I have made so many mistakes in my life. With love, with friends, with myself. I have lost friends in the past because I was too busy thinking about how I thought they should be, instead of loving them for how they are. If nothing else, in the last five years, I have learned that loving people unconditionally is the best way to love them. I am so grateful for the people I have in my life at this time who have seen all my ugly shit and still want to know me.

I feel dejected and shitty about losing someone I loved for so long. I feel indignant that I haven’t been given a proper chance to redeem myself or work any of it out. Seems she does not want that. I also feel bad about other friendships that have fallen to the wayside and faded over time. But that is how things go. I guess the truth is if you want to be in someone’s life then you are.

I am mourning the loss of this friend and the loss of others who I am no longer close with. But as someone getting near the age of forty, I know all of this is inevitable. You look at the pictures over the last twenty years of your life and try to count how many of those people you still talk to on a regular basis. And I don’t mean some lame Facebook comments or “likes” on pictures. I mean, really talk to them. I bet it’s not that many.

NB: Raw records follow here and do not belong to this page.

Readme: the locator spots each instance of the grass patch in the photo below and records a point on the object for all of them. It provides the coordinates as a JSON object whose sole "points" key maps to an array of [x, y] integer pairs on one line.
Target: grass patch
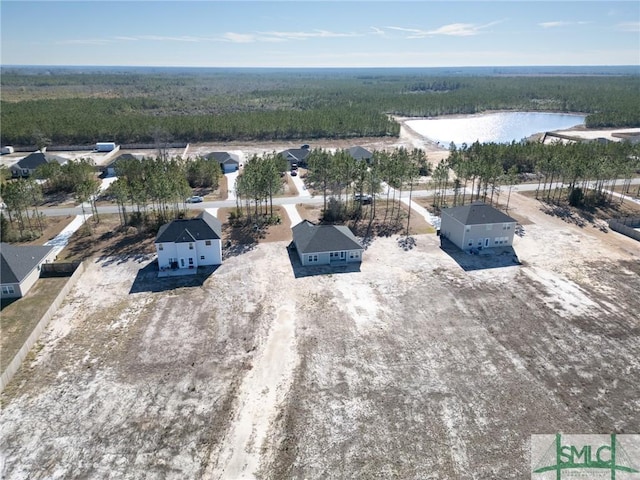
{"points": [[20, 316]]}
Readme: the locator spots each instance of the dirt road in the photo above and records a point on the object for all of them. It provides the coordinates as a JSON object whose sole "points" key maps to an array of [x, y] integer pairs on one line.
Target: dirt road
{"points": [[412, 367]]}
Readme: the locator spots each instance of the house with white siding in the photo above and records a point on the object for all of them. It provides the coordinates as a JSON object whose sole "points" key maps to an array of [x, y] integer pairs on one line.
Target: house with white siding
{"points": [[20, 267], [326, 244], [477, 226], [184, 245]]}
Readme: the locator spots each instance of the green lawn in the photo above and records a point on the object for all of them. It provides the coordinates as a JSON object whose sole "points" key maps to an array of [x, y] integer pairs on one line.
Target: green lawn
{"points": [[18, 318]]}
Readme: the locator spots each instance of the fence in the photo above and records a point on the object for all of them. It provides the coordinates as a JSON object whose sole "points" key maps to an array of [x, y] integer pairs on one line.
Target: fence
{"points": [[14, 365], [626, 226], [58, 269]]}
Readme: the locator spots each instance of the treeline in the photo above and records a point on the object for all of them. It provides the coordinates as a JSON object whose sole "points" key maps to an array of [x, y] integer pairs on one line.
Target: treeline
{"points": [[219, 107], [152, 191], [261, 179], [578, 173], [347, 184]]}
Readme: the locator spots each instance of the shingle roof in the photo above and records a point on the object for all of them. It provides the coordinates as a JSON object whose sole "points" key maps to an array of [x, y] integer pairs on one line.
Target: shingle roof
{"points": [[18, 261], [360, 153], [310, 238], [35, 159], [296, 154], [122, 158], [221, 157], [478, 214], [203, 227]]}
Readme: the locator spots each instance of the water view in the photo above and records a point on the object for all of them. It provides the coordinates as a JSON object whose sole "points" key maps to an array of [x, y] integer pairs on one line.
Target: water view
{"points": [[502, 127]]}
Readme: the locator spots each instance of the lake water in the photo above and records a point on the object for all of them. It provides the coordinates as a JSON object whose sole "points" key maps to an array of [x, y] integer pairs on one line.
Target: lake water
{"points": [[501, 127]]}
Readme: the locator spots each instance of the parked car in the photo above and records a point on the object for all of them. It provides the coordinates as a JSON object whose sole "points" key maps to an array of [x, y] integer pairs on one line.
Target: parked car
{"points": [[364, 198]]}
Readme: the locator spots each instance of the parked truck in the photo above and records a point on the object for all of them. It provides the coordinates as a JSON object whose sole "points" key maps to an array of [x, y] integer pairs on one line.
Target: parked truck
{"points": [[105, 146]]}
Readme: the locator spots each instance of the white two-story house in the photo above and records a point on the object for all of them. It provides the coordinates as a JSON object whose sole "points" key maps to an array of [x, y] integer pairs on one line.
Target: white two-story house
{"points": [[188, 244], [477, 226]]}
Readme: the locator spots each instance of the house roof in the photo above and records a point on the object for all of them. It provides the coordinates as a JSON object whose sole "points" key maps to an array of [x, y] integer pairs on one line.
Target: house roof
{"points": [[360, 153], [311, 238], [203, 227], [35, 159], [17, 262], [296, 154], [122, 158], [478, 213], [222, 157]]}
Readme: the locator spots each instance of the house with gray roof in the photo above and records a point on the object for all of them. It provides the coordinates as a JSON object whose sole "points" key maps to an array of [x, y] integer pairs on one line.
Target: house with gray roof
{"points": [[360, 154], [20, 267], [228, 163], [296, 155], [28, 165], [325, 244], [477, 226], [184, 245], [110, 168]]}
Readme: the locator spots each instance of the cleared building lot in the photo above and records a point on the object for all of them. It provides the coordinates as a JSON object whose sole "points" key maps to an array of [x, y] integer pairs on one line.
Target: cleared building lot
{"points": [[410, 368]]}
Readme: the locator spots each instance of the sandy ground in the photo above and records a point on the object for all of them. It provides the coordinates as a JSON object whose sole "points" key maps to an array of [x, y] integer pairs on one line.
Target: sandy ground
{"points": [[418, 364]]}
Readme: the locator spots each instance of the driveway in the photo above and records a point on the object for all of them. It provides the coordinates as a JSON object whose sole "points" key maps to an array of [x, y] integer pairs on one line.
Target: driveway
{"points": [[302, 188], [293, 214], [231, 185]]}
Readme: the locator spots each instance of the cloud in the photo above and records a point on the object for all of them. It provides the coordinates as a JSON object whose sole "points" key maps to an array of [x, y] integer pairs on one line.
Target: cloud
{"points": [[85, 41], [239, 37], [306, 35], [160, 38], [629, 26], [452, 29], [560, 23]]}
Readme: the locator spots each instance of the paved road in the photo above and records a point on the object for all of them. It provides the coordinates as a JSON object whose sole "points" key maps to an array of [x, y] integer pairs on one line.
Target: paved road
{"points": [[315, 200]]}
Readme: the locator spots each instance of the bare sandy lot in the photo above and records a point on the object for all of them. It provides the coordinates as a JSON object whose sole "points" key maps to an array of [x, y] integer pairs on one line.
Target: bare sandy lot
{"points": [[409, 367]]}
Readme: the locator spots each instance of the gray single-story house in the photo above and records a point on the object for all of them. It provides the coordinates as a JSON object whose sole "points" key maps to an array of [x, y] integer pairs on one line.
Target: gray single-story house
{"points": [[228, 163], [477, 226], [110, 168], [325, 244], [189, 243], [360, 154], [20, 267], [28, 165], [296, 155]]}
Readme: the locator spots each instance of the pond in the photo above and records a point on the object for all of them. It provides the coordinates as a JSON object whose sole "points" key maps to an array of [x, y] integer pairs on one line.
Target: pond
{"points": [[499, 127]]}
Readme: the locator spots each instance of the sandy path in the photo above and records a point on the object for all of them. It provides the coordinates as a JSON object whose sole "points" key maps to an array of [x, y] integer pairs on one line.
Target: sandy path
{"points": [[261, 394], [294, 215]]}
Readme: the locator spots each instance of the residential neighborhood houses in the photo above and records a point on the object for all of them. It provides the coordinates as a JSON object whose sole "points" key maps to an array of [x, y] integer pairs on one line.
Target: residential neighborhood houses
{"points": [[325, 244], [199, 312], [477, 226], [26, 166], [185, 244], [20, 267]]}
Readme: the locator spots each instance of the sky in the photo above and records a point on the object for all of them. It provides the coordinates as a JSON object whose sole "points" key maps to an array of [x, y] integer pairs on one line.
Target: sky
{"points": [[319, 34]]}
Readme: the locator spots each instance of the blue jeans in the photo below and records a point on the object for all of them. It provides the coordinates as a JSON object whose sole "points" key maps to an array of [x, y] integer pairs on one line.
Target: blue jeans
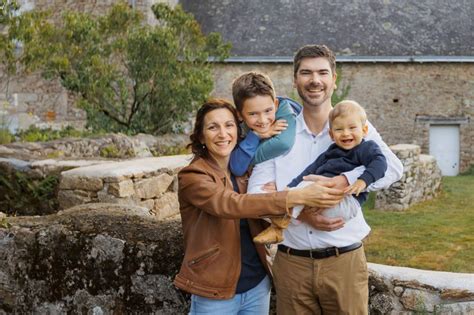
{"points": [[255, 301]]}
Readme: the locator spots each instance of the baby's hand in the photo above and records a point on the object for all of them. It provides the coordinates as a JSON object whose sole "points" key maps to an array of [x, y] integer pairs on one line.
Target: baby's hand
{"points": [[275, 129], [356, 188]]}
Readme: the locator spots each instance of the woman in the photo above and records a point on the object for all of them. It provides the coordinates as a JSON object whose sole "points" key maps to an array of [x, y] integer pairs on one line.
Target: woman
{"points": [[225, 272]]}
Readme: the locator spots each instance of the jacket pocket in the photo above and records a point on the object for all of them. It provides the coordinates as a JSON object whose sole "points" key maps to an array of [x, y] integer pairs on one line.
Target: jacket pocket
{"points": [[207, 254]]}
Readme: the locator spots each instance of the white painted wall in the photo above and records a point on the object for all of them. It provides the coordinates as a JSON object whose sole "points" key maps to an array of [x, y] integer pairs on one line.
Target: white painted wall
{"points": [[444, 146]]}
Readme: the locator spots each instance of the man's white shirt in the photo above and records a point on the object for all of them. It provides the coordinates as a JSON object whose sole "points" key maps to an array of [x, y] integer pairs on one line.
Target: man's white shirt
{"points": [[306, 149]]}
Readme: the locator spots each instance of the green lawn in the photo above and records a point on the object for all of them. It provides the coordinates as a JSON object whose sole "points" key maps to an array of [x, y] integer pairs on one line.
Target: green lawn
{"points": [[436, 234]]}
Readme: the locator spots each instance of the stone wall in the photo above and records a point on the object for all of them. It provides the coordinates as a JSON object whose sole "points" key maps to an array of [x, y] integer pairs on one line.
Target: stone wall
{"points": [[150, 183], [111, 259], [421, 180], [394, 95]]}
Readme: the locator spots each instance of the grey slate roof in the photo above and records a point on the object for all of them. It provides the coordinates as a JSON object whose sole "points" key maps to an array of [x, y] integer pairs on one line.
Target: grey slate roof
{"points": [[349, 27]]}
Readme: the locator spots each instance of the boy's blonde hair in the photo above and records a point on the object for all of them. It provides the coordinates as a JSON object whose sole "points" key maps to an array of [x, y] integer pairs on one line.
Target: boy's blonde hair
{"points": [[346, 108], [249, 85]]}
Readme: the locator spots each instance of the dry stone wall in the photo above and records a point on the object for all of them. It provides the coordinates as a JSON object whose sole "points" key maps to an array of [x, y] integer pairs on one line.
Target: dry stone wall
{"points": [[112, 259], [421, 180], [150, 183]]}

Maybe I’m wrong. I don’t know. God, is this what getting old is going to be like? Constant reflection on love and loss? I don’t know if I am prepared for this level of introspection.

Thanks for reading.

  1. #1 by coastalmom on September 10, 2018 - 7:02 am

    I am so sorry that ithis looks like your last post. I nudge you to keep writing! To share what has happened in between that last post & now.
    Friendships are not always easy. I would not hang all of your value on one person’s view of friendship. My friend & I had a falling out after being friends since we were 4. It was so silly. I’d let her be the alpha in our friendship. I never complained. She was kind. Loved my kid like her own, very generous, & my best friend. But also very bossy & judgement, etc. I think as we grow older, we feel the need for validation & the need to be affirmed more. I’m not sure what was going on with her but another one of her friends got involved & repeated something shed overheard me telling my husband on the phone. My friend also confronted me via email. She tried to tuck it in but I knew her friend had stirred the pot. So after years & years of never having a cross Word we stopped speaking for a month. We got on the phone & hashed it out. But it really was never the same after that. My friend died a few years later. Ironically the pot stirrer friend approached me drunk, at the funeral & fell all over me apologizing. My daughter said liquid courage didn’t count. I said an apology always counts. Especially because you are more honest about things. She confessed stirring the pot big time! I was grateful for knowing she knew what she’d done.
    I guess in the end, the lesson learned was, being validated us not always worth it & when something isn’t really broken, trying to ”fix it” may only cause the whole thing to fall apart.
    In the end…
    This whole sad mess has helped me be a better friend.